Inside of the SQL command we can set a template using command.CommandText to set a string. The string you use will be specific to the version of SQL that the underlying database supports. SQLite uses the format discussed here for insert statements. For the values statement in our SQL command we will prefix each column name in the command text with a ‘$’ to mark it as the text to be swapped with the value of a matchingparameter.

We can create an SQL parameter by calling var parameter = command.CreateParameter(); Then will need to assign it a name so it knows what text to match against in the CommandText. I've combined the name of the column with the prefix character ‘$’ to form “$Id” as the name of the parameter. Finally we can add this parameter to our SQL command by calling command.Parameters.Add(parameter); We repeat this process for all of the values that we want to submit to SQLite in our insert command.

Read rows asynchronously and only once

Now that our database transaction and command are prepared, we need to grab data from the csv. To do this we’ll use the csv.GetRecordsAsync(); method to get an IAsyncEnumerable of our class that models each row in the csv. This return type is both weird and cool because it allows us to asynchronously iterate over every row in our csv using an await foreach (var records in records) loop.

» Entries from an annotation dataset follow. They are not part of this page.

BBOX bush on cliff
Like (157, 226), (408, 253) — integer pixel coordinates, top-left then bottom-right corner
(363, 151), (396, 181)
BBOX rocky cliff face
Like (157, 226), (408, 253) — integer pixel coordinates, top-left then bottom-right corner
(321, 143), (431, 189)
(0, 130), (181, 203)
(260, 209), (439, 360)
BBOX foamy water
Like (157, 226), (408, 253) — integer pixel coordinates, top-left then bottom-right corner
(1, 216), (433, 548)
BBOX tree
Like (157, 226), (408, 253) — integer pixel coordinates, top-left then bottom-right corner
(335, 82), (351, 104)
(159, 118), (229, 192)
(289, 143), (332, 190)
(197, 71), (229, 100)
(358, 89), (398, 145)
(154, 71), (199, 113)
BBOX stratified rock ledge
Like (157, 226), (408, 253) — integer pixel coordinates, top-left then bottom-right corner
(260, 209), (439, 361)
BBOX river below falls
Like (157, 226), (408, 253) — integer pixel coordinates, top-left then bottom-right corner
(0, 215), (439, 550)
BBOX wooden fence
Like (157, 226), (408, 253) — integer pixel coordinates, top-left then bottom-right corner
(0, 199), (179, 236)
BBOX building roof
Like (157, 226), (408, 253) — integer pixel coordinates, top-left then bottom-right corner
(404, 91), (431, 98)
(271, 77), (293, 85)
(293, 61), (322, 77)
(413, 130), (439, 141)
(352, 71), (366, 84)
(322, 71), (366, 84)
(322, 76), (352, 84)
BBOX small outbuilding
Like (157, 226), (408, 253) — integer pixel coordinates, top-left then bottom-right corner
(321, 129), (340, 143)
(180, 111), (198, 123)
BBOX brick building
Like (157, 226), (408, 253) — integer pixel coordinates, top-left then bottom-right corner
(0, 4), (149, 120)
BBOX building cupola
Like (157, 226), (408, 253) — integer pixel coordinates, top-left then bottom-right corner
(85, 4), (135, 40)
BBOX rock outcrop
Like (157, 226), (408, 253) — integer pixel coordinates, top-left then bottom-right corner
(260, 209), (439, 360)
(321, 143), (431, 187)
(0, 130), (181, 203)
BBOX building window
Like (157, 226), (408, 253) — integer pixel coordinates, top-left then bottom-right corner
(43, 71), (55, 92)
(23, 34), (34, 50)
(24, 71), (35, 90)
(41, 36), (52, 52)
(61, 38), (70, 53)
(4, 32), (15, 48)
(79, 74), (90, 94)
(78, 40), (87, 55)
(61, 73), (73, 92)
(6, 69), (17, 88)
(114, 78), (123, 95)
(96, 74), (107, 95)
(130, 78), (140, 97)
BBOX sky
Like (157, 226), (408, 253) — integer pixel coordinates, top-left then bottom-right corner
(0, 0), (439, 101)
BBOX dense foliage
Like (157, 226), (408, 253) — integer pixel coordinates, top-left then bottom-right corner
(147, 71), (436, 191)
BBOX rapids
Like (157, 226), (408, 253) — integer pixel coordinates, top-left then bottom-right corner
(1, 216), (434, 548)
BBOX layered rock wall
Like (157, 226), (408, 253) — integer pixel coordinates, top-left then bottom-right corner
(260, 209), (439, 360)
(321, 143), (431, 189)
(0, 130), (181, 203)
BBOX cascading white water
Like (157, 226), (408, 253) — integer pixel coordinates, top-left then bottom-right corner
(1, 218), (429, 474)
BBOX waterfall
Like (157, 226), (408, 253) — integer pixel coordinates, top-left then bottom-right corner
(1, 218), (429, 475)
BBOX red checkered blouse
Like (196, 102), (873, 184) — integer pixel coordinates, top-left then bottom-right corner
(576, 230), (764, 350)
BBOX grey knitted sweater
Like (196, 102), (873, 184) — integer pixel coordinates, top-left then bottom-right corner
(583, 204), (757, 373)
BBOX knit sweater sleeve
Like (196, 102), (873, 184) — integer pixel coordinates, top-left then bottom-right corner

Inside of this foreach loop we can use the values from the current row in the csv as the values of the parameters in the SQL command. We can also do validation on the values parsed by CsvHelper and set out own values like a table specific Id for the row and a timestamp to record when it was ingested. Then to submit this row to SQLite we’ll call await command.ExecuteNonQueryAsync(); because this is not a query and it will not return results.

No more time or memory wasted

Once we’ve submitted all of the rows in the csv to SQLite we can close out the transaction by calling await transaction.CommitAsync(); You can see an example of this whole process in the Gist below. Prior to using these techniques, it took multiple hours and tens of gigabytes of memory to ingest all the data my app needs to run. Now it takes half an hour and less than a gigabyte of memory to accomplish the same work.